Friday, January 25, 2013

Thing #1

The easiest one for me is  7 1/2 "Play", I love to play video games, watch T.V.  and have what I like to call "me time"(which mostly involves me skipping off to my own little world where I can image what ever I want...I like to daydream...Don' you?" For as long as I can remember I have been more interested in play time then doing schoolwork and even housework. But my play time is actually what first sparked my thoughts at wanting to be a teacher. Growing up there were five years between my older sister and  5 and 6 years between the younger two. My older sister didn't want anything to do with me once she hit her teen years and the younger ones were always off playing with their friends and well I didn't want to play with them either, so I played by myself mostly. I had some old literature and math books that I got from a library sale for a couple cents and had a mirror and a white board marker. I would teach and read to an invisible class full of eager eyed young students, I would grade their papers and have parent conferences. I continued with this from 8 years old onto about 12. But the spark to teach had taken root in my heart and even though at this point I was a pretty horrible student, I knew that I wanted to be a teacher. And as I grew up a little more and got into high school the spark became a growing flame and actually brought me to this point. Besides all work and no play makes for a very horrible day!

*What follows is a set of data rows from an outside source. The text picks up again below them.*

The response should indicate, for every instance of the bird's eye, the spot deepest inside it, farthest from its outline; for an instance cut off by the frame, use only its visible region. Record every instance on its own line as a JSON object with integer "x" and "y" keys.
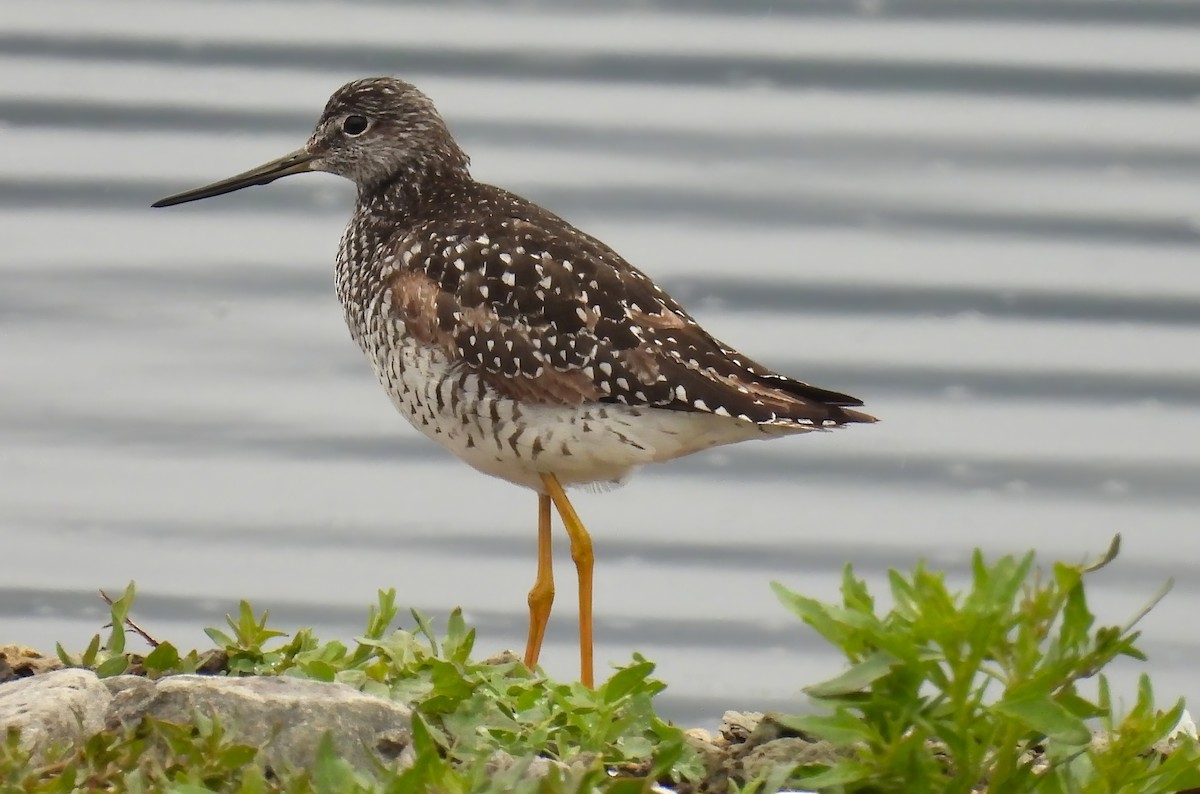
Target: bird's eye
{"x": 354, "y": 125}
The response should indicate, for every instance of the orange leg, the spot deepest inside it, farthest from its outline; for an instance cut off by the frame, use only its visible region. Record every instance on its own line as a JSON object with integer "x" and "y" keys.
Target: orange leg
{"x": 581, "y": 552}
{"x": 541, "y": 596}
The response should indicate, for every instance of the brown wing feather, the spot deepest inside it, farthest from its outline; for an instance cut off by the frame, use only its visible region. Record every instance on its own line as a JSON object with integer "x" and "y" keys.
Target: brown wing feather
{"x": 546, "y": 313}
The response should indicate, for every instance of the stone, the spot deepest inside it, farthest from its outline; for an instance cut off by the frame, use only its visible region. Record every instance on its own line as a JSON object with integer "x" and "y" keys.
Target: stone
{"x": 789, "y": 752}
{"x": 285, "y": 717}
{"x": 17, "y": 661}
{"x": 54, "y": 710}
{"x": 737, "y": 726}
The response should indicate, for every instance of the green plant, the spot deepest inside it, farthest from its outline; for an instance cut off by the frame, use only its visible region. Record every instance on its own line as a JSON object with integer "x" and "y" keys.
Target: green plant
{"x": 948, "y": 692}
{"x": 466, "y": 711}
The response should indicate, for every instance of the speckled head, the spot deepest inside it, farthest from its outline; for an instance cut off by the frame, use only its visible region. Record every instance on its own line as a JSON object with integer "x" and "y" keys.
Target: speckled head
{"x": 375, "y": 132}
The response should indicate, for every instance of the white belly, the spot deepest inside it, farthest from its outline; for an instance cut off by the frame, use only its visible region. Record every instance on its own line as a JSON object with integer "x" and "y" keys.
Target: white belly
{"x": 580, "y": 444}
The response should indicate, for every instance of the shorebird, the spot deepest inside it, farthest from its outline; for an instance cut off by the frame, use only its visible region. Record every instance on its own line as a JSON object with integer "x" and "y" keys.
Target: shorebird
{"x": 528, "y": 348}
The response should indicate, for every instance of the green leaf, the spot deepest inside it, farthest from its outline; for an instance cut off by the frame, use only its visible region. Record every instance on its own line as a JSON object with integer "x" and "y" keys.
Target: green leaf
{"x": 1039, "y": 713}
{"x": 111, "y": 667}
{"x": 857, "y": 678}
{"x": 624, "y": 681}
{"x": 162, "y": 659}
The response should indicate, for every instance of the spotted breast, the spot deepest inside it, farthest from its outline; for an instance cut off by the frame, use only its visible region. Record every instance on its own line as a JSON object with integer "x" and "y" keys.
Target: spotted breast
{"x": 523, "y": 344}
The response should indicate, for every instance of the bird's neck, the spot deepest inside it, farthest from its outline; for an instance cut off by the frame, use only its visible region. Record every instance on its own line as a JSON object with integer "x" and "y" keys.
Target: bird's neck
{"x": 413, "y": 194}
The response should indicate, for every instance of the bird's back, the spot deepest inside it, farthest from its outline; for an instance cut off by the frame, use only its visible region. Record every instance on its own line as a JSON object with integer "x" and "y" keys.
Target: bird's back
{"x": 503, "y": 331}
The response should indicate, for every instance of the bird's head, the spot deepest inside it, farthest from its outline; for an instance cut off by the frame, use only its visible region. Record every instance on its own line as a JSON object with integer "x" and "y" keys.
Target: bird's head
{"x": 373, "y": 132}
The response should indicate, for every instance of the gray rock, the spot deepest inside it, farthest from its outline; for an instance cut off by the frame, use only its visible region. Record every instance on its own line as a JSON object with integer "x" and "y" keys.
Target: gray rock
{"x": 789, "y": 753}
{"x": 57, "y": 709}
{"x": 118, "y": 684}
{"x": 285, "y": 717}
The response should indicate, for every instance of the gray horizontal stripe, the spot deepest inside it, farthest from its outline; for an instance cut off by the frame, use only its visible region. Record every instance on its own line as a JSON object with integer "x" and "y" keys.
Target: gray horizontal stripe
{"x": 793, "y": 210}
{"x": 847, "y": 74}
{"x": 855, "y": 148}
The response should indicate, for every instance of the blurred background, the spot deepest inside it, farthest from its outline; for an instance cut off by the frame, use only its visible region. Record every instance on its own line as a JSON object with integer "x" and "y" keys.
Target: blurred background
{"x": 982, "y": 217}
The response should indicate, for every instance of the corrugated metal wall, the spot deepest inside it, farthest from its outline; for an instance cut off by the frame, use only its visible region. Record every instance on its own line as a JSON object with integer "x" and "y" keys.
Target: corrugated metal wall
{"x": 982, "y": 217}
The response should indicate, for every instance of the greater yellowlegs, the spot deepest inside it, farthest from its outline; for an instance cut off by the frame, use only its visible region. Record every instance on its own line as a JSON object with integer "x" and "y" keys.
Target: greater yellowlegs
{"x": 526, "y": 347}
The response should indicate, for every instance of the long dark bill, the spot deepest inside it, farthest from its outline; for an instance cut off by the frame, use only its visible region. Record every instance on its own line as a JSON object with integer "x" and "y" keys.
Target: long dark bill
{"x": 294, "y": 163}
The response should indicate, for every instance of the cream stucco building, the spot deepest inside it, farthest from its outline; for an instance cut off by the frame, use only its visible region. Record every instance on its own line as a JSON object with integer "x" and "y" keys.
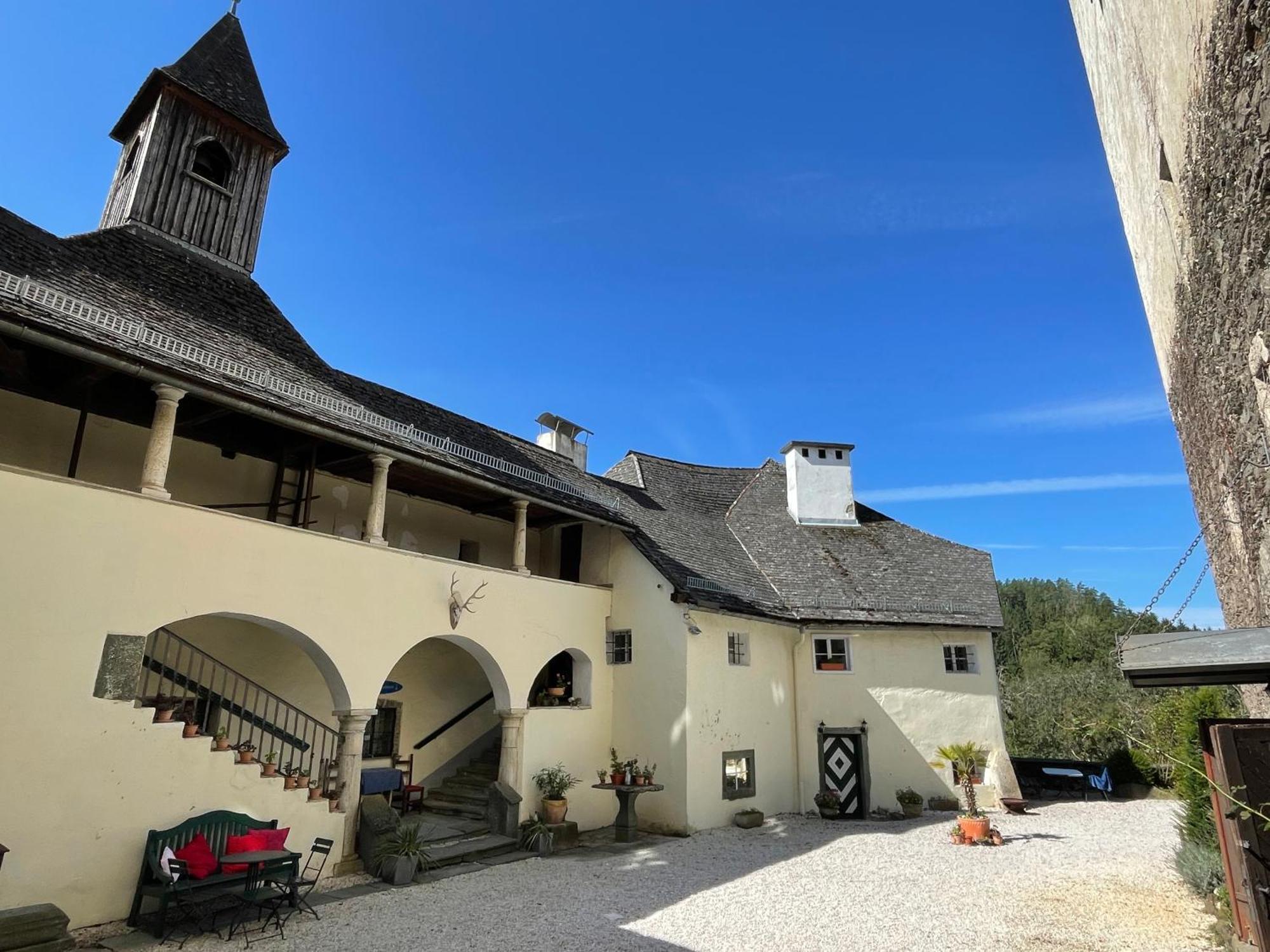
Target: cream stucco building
{"x": 203, "y": 515}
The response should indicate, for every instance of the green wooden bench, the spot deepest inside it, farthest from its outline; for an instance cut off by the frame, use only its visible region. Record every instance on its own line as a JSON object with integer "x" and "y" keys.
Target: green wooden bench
{"x": 218, "y": 827}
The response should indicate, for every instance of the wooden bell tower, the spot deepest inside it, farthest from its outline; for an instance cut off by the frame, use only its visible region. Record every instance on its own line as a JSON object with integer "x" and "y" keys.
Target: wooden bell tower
{"x": 199, "y": 150}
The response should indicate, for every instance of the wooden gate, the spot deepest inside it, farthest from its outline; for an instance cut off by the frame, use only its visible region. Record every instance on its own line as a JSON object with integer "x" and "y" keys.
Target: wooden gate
{"x": 1238, "y": 756}
{"x": 844, "y": 769}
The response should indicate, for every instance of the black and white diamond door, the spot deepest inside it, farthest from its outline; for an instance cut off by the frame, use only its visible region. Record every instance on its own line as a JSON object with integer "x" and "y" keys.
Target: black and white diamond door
{"x": 843, "y": 770}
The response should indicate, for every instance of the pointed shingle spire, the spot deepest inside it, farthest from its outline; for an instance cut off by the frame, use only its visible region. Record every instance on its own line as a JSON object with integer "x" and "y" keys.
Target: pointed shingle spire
{"x": 218, "y": 69}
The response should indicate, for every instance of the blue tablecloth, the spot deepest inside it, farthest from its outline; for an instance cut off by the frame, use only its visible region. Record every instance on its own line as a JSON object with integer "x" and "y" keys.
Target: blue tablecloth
{"x": 382, "y": 780}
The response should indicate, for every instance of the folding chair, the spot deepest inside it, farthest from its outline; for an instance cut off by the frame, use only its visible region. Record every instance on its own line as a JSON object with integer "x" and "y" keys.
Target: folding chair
{"x": 300, "y": 885}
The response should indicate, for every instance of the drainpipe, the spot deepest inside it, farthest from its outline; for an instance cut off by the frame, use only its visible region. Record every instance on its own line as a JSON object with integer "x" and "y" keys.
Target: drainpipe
{"x": 798, "y": 747}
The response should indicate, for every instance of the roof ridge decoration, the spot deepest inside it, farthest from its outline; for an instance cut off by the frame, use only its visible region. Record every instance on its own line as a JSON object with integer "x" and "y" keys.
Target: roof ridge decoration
{"x": 130, "y": 329}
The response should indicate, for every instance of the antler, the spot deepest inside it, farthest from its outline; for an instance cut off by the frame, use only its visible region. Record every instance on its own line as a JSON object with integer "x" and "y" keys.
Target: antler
{"x": 474, "y": 597}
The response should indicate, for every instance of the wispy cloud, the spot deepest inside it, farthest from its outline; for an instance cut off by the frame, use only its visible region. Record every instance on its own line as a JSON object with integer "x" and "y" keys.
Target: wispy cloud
{"x": 1122, "y": 549}
{"x": 1015, "y": 488}
{"x": 1080, "y": 414}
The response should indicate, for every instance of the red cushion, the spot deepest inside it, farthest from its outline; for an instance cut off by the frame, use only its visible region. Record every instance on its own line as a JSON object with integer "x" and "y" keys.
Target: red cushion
{"x": 248, "y": 843}
{"x": 275, "y": 840}
{"x": 199, "y": 857}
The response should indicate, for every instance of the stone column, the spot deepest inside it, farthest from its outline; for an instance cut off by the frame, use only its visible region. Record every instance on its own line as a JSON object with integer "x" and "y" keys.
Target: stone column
{"x": 511, "y": 753}
{"x": 519, "y": 536}
{"x": 379, "y": 499}
{"x": 154, "y": 470}
{"x": 352, "y": 729}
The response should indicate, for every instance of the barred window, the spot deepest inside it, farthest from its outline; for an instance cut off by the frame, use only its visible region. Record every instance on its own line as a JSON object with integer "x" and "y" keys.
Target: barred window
{"x": 619, "y": 647}
{"x": 959, "y": 659}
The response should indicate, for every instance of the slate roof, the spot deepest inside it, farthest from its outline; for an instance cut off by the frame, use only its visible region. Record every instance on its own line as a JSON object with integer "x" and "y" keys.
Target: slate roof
{"x": 142, "y": 277}
{"x": 726, "y": 536}
{"x": 219, "y": 69}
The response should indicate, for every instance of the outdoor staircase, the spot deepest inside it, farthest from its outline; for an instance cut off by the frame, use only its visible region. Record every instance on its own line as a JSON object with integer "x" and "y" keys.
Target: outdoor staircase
{"x": 467, "y": 791}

The hardest would have to be #3 "View problems as challenges." Often when something arises that looks like its going to set me back I get frustrated. I see it as another thing that has gone wrong, as if there is some higher power telling me that I am on the wrong path, that the dream of being a teacher that I have had for the last 17 years is not what I should be doing. As much as I try not to let things get me down when they come up it makes me feel like I have chosen wrong. I sometimes think "Why have I chosen this path? How am I going to help someone learn and get the education they need? What happens if I mess up?" Its not so easy for me to look at something and go "Alright a little speed bump, no big deal, just got to get it done and then I will be on better ground." But then again I usually make mountains out of mole hills...its something I'm still working on.